Way back in the good old days Google came up with mapreduce to store and crunch data scattered on disks across multiple machines. The world looked at mapreduce and thought it good, and made an open source implementation called Hadoop.

Ppl wanted more, and faster, and luckily memory prices went down. And thus Apache Spark was born at UC Berkely. Spark stores data across a bunch of machines in memory. This makes it easy and fast to data scientist all the data.

RDD

The key buzzword here is RDD which stands for resilient distributed data set. Spark has a SparkContext object which manages the connection to clusters and how processes are run on those clusters. So we call it using code like data = sc.textFile('name_of_text_file.txt'). With text data, this just becomes a list of strings - one per each line in the text file which is accessed using sc.take(num_of_lines).

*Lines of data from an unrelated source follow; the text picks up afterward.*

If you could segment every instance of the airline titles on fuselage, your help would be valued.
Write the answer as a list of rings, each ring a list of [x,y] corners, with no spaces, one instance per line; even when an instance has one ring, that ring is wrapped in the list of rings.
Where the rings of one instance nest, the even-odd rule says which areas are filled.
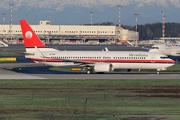
[[[130,57],[147,57],[148,55],[147,54],[134,54],[134,53],[129,53],[129,56]]]

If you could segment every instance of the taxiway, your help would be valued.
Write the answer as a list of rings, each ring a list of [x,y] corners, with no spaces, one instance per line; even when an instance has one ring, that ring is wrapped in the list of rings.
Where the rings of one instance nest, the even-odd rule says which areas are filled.
[[[86,74],[79,72],[51,71],[50,66],[37,63],[0,64],[0,79],[49,79],[49,80],[128,80],[128,79],[180,79],[180,74]]]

Now, even though this looks very pythonic, don’t think of spark data objects which look like lists as lists. Python lists are meant to be run on a single machine, so they can be sliced and diced. Spark data is designed to be used across machines, so slices don’t make sense in that context.

RDD’s are immutable - so to modify data stored inside it, we get back a new RDD. Python has both mutable objects - like lists and dictionaries - and immutable ones like tuples, so this isn’t anything different from mainstream python.

map all the things to something else

map(func) applies the function func to all the things in the RDD and returns a new RDD. so something like data.map(lambda line: line.split('\t')) applies the func passed into map to each object stored in the RDD and returns back a new RDD.

map is often accompanies by reduceByKey e.g to count stuff:

lines = sc.textFile("data.txt")
pairs = lines.map(lambda s: (s, 1))
counts = pairs.reduceByKey(lambda a, b: a + b)

Now, spark deals with transformations only when it has to - so it builds up a pipelines of tasks and runs them when the output of those tasks is called.

install spark on your local machine

Use Spark on a local machine is useful for learning purposes - for actual production use I would use Amazon EMR or Google Cloud Dataproc.

Spark needs Java, so to install it properly it needs a lot of installation. So to avoid all that I’m using a docker image with spark preinstalled: jupyter/pyspark-notebook

docker run -d -P --name notebook jupyter/pyspark-notebook

Note: use -v to mount the current directory in the docker container.